Monday, October 10, 2016

Monday's Mantra


Thanks for joining us for Monday’s Mantra and our “neighboring” series. Grab your favorite beverage and come on in for a few minutes away from any distractions!
Today is a special day: the birthday of someone who was once a stranger, someone who I dared to neighbor almost twelve years ago! Oh, how she’s taught me the value of neighboring for we never know what stranger will become one of our dearest friends…and she also taught me the value of this one principle we will talk a bit about today: Listening! So happy birthday, Janine Peace!  
Let’s get back to this parable Jesus uses to teach us so many things about neighboring. In this parable we see five things that the Samaritan did for the wounded man all done because of the compassion that moved him. In Luke 10:34 we read that the Samaritan went to him (moved by compassion). 34”So he went to him and bandaged his wounds”… 
Let’s stop right there and talk about the physical and spiritual significance to this second act, bandaging his wounds. Now, I know we don’t all carry around a first-aid kit, though the Samaritan apparently did. So let’s take this to a deeper level and exchange “bandage” for a different type of bandage, in other words, something that makes a wound better. 
Maybe our neighbor isn’t lying in the middle of the street bleeding, literally, exposing his or her wounds. However, we have all experienced in some form or fashion running into, or being connected to someone who is hurting…on the inside.  What do we do when someone dares to share their story? The greatest bandage we could ever use is the gift of listening.
We cannot learn our neighbor’s story if we do not listen; we cannot remember one thing about their story without compassionately listening, and we cannot learn something about them if we are not listening with our hearts, not just our ears. The word “listen” is in the Word of God only once and it’s in the O.T.; however, “hear,” and all of its forms, is used over 500 times! We have one mouth and two ears; we’d do well to speak less and listen more. I love what the Hebrew translation says about listening:”to hear intelligently” – in other words, using all senses -- …”often with the implication of attention and obedience”! So, listening produces obedience!
Picture yourself before you came to accept the reality of the necessity of Jesus into your life. Would you consider yourself as someone who had been robbed in some way by the enemy? In what way or ways were you robbed and what were you stripped of?  Who played the Good Samaritan in your life? In other words, who encouraged you, listened to you, helped you with your wounds?

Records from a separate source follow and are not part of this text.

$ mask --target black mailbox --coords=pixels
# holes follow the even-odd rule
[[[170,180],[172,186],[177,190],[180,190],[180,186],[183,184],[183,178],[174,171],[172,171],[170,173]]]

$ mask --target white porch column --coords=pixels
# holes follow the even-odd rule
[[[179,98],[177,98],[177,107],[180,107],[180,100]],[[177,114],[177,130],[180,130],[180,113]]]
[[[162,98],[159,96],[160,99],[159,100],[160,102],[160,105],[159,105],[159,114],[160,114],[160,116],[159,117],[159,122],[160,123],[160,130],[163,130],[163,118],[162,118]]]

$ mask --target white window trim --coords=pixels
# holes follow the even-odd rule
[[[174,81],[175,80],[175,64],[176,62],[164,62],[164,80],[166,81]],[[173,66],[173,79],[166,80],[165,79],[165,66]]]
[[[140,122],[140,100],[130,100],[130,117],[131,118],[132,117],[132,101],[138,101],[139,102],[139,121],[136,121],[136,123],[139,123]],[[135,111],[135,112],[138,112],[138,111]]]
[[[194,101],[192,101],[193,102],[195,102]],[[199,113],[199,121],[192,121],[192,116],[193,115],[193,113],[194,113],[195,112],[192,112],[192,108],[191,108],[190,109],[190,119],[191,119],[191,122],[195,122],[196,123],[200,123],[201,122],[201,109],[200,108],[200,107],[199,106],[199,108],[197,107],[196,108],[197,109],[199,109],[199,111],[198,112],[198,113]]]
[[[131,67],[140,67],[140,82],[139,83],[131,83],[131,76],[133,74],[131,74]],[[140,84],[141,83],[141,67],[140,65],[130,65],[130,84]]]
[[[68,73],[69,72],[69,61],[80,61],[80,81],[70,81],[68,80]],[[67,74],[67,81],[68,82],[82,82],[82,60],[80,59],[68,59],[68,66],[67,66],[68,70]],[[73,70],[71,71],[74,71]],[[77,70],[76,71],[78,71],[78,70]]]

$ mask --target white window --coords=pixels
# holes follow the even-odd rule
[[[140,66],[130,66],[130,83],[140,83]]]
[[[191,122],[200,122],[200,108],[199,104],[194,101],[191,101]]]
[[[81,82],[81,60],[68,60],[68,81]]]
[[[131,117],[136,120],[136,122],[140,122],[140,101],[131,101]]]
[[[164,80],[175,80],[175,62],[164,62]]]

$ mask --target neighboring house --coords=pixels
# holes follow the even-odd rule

Let’s switch the characters in the parable here to bring this closer to home: The Good Samaritan is Jesus, the one who binds up our wounds and we are that man in the road, stripped, beaten and wounded. Psalm 147:3 tells us that HE heals the broken-hearted and binds up their wounds. How has Jesus bound up your wounds? 
When we remember where we came from, and the compassion given to us, we are better-equipped to help bandage by listening to our wounded neighbor. Who can you practice the art of listening to today?